1 - Majestic is a well known, fairly large SEO company. They sell tools for SEO firms and consultants. It's not a problem to block them, but again, it's not a problem to have 404s anyway. Not worth spending time on this.

2 -
Is it Firefox through Windows, or what could it be?
That doesn't matter, the User agent is set by the people making the request, so they can say anything they want, it's not real.
This looks like an attempt at hacking, as this file does not exist in AcyMailing (at least in version 5.5, the current one). Do you actually have Acymailing running on your site?
It's probably an attempt to use an old vulnerability in Acy maybe. That's typically something you'd want to block.

Rgds
 
Monday, 29 August 2016 07:18 UTC
MartinT
Hi

1) I see, in fact I use their Rank Tracker my self :) The reason I really want to delete these, is, that I cant get an overview of all the importent 404. The will get lost in mass of 404 from Majestic.

2) No, I dont use AcyMailing, its not even installed on my site :) I'll block those URLS.

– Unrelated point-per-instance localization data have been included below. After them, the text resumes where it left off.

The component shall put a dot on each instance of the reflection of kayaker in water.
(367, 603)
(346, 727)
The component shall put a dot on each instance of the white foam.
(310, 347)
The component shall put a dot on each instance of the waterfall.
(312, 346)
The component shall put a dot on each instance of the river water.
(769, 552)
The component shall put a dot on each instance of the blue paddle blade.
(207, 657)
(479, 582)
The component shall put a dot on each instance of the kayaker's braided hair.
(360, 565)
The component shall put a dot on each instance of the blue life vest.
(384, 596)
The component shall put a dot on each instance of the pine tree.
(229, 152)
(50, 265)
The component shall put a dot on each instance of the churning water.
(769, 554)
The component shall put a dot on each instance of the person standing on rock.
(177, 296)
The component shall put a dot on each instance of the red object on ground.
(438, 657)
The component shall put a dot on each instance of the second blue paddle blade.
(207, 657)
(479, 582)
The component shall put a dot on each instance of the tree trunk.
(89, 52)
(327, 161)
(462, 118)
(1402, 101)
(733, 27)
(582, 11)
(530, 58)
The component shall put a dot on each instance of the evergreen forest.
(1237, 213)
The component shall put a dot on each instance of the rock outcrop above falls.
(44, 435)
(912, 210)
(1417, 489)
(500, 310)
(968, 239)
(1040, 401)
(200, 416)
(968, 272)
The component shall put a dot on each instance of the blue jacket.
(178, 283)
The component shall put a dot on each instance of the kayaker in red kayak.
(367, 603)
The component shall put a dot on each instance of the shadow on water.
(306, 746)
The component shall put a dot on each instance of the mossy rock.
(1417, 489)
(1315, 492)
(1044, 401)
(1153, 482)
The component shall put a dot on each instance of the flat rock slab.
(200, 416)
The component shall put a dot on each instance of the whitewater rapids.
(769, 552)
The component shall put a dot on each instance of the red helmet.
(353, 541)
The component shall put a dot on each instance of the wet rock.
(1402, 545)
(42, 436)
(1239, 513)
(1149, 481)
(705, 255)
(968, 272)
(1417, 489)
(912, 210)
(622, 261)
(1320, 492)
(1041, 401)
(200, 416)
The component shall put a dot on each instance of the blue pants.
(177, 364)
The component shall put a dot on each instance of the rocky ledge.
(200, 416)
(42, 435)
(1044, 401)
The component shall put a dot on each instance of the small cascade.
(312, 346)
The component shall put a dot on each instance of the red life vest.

Thx for the help. I think im gonna block the Majestic 404's just to get an overview (If it have no influence anyway), and the user agent's 404.

Sincerely,

Martin
Tuesday, 30 August 2016 07:28 UTC
wb_weeblr
Hi

OK, glad to hear this is under control. Going to close this ticket now. Feel free to open a new one as needed and if so, please mention this ticket ID in the new one.

Rgds
 
This ticket is closed, therefore read-only. You can no longer reply to it. If you need to provide more information, please open a new ticket and mention this ticket's number.